API Functions Comprehensive Reference

Complete documentation of EVERY public API function, method, class, and parameter in Capcat's codebase.

Source: Application/core/, Application/docs/api-reference.md

Module Organization

Core Modules

  • source_system

    → core/source_system/
  • article_fetcher

    → core/article_fetcher.py
  • media_processor

    → core/media_processor.py
  • formatter

    → core/formatter.py
  • config

    → core/config.py
  • logging_config

    → core/logging_config.py
  • progress

    → core/progress.py
  • utils

    → core/utils.py
  • downloader

    → core/downloader.py
  • retry

    → core/retry.py
  • rate_limiter

    → core/rate_limiter.py

Source System API

SourceRegistry Class

Location: Application/core/source_system/source_registry.py:28

Import:

from core.source_system.source_registry import SourceRegistry, get_source_registry

Constructor

Signature:

def __init__(self, sources_dir: str = None)

Parameters:

  • sources_dir (str, optional) - Path to sources directory
  • Default: Application/sources/active/
  • Must contain config_driven/ and custom/ subdirectories

Returns:

SourceRegistry instance

Example:

# Use default directory
registry = SourceRegistry()

# Use custom directory
registry = SourceRegistry("/custom/sources/path")

Methods

discover_sources()

Signature:

def discover_sources(self) -> Dict[str, SourceConfig]

Returns:

Dict[str, SourceConfig] - Source names mapped to configurations

Raises:

SourceError - If discovery fails

Behavior:

  1. Clears existing source data
  2. Scans config_driven/configs/ for YAML/JSON files
  3. Scans custom/ for Python source implementations
  4. Validates all discovered sources
  5. Returns dictionary of valid sources

Example:

registry = SourceRegistry()
sources = registry.discover_sources()

print(f"Discovered {len(sources)} sources:")
for name, config in sources.items():
    print(f"  {name}: {config.display_name} ({config.category})")

get_source()

Signature:

def get_source(self, source_name: str, session: requests.Session = None) -> BaseSource

Parameters:

  • source_name (str, required) - Source identifier
  • session (requests.Session, optional) - HTTP session for connection pooling

Returns:

BaseSource - Instantiated source object

Raises:

SourceError - If source not found or cannot be instantiated

Caching:

Instances are cached for reuse

Example:

registry = get_source_registry()

# Get source with default session
source = registry.get_source('hn')

# Get source with custom session
import requests
custom_session = requests.Session()
source = registry.get_source('bbc', session=custom_session)

# Use source
articles = source.discover_articles(count=10)

get_available_sources()

Signature:

def get_available_sources(self) -> List[str]

Returns:

List[str] - List of all source identifiers

Auto-discovery:

Calls discover_sources() if not already loaded

Example:

registry = get_source_registry()
sources = registry.get_available_sources()
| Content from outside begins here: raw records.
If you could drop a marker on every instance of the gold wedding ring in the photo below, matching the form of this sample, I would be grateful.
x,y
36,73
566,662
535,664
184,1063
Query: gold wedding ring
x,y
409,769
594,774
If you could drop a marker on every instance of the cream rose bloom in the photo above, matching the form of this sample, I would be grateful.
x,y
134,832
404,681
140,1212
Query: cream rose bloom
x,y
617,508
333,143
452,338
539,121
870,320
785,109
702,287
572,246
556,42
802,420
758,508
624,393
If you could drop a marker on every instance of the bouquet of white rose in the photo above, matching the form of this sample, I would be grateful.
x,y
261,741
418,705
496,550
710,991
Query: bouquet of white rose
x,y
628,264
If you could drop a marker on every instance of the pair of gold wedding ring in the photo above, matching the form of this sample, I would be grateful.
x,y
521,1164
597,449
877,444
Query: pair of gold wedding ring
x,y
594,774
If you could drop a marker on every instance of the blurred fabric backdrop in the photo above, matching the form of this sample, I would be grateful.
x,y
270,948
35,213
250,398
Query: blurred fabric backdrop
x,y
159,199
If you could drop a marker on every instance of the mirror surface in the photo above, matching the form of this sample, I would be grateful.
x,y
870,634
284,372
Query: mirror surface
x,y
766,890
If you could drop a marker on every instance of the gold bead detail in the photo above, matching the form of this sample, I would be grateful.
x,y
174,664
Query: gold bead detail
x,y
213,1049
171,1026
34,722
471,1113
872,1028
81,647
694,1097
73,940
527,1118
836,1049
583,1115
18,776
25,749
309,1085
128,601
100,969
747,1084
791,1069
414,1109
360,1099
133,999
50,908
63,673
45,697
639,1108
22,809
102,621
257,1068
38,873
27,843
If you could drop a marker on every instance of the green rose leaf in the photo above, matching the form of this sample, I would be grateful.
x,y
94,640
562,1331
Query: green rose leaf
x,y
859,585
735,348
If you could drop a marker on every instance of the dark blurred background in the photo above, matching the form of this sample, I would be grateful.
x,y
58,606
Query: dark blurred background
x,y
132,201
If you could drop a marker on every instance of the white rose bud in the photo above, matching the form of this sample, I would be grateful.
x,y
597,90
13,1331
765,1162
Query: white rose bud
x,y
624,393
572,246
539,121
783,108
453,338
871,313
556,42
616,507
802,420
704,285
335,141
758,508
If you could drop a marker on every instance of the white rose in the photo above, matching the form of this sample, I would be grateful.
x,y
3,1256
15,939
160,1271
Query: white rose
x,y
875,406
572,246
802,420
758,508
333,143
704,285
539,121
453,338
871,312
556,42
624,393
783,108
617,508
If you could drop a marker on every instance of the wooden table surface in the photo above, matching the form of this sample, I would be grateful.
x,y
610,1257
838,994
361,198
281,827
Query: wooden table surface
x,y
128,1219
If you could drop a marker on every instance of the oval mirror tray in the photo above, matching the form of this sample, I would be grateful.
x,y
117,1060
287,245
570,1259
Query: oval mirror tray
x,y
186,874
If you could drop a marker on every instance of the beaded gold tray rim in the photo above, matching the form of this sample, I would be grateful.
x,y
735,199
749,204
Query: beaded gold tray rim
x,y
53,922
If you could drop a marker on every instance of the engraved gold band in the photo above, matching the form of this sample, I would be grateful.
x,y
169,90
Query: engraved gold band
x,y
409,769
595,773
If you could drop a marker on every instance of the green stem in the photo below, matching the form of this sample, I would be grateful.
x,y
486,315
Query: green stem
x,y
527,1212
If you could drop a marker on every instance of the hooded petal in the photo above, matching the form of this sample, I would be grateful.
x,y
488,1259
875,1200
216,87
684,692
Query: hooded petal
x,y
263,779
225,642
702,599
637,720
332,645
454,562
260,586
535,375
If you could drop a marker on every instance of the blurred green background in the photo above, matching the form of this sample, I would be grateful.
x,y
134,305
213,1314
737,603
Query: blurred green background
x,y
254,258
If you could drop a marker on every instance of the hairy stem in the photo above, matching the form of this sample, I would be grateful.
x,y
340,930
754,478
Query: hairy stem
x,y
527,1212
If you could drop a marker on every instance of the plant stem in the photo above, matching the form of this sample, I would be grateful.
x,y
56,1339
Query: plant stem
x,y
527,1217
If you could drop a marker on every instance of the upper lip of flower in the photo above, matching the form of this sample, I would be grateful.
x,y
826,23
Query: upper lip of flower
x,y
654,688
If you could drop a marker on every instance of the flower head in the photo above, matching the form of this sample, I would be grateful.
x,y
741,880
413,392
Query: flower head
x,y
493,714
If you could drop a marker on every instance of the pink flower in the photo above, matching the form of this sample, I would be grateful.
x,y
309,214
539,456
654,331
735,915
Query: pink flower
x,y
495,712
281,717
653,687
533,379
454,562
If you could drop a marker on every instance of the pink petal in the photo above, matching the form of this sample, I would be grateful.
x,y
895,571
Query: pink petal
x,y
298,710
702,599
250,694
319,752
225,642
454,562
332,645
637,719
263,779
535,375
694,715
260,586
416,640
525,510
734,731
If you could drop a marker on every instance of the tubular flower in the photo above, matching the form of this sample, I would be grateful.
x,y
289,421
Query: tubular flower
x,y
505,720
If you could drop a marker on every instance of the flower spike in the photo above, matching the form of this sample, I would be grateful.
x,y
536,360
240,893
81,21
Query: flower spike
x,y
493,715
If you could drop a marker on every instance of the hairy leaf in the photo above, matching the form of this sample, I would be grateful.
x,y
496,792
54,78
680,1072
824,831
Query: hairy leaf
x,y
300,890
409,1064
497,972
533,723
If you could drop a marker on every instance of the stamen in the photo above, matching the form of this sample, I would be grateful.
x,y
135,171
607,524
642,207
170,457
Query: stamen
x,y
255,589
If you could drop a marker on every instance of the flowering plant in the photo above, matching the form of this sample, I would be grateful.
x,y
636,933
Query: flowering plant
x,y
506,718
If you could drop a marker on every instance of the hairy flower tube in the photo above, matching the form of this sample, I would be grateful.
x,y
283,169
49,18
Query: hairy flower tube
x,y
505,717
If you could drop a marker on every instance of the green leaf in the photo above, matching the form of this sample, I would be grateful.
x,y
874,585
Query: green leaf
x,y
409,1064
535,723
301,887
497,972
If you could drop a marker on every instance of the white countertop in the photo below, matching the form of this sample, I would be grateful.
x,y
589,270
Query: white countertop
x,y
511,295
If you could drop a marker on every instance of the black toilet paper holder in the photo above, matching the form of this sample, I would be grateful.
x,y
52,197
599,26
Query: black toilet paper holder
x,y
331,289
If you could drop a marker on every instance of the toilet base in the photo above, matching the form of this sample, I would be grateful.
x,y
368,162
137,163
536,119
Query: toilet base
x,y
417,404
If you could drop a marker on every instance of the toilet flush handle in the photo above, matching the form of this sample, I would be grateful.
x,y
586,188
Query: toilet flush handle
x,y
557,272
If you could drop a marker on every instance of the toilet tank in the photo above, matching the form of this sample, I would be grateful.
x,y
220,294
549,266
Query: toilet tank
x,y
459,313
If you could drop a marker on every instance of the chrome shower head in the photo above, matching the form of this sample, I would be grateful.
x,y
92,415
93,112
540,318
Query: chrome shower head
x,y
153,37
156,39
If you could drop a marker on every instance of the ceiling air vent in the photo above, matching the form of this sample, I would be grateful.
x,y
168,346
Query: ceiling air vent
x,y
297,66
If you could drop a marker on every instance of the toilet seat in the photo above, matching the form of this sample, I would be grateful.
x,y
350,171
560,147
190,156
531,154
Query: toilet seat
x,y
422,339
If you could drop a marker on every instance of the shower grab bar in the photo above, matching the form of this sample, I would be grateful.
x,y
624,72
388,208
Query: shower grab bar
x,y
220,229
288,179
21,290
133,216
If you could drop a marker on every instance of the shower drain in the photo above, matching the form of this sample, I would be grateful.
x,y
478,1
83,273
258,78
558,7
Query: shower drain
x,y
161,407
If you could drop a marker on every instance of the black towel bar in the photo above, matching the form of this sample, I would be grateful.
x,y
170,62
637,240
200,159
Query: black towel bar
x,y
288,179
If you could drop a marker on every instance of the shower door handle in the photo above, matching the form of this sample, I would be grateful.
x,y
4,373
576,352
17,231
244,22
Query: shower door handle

print(f"Available sources ({len(sources)}):")
for source_id in sorted(sources):
    print(f"  - {source_id}")

get_source_config()

Signature:

def get_source_config(self, source_name: str) -> Optional[SourceConfig]

Parameters:

  • source_name (str, required) - Source identifier

Returns:

Optional[SourceConfig] - Configuration or None if not found

Example:

registry = get_source_registry()
config = registry.get_source_config('hn')

if config:
    print(f"Name: {config.display_name}")
    print(f"URL: {config.base_url}")
    print(f"Category: {config.category}")
    print(f"Timeout: {config.timeout}s")
else:
    print("Source not found")

get_sources_by_category()

Signature:

def get_sources_by_category(self, category: str) -> List[str]

Parameters:

  • category (str, required) - Category name (tech, news, science, ai, sports, etc.)

Returns:

List[str] - Source identifiers in category

Example:

registry = get_source_registry()

# Get all tech sources
tech_sources = registry.get_sources_by_category('tech')
print(f"Tech sources: {', '.join(tech_sources)}")

# Get all categories
categories = {}
for source_id in registry.get_available_sources():
    config = registry.get_source_config(source_id)
    if config.category not in categories:
        categories[config.category] = []
    categories[config.category].append(source_id)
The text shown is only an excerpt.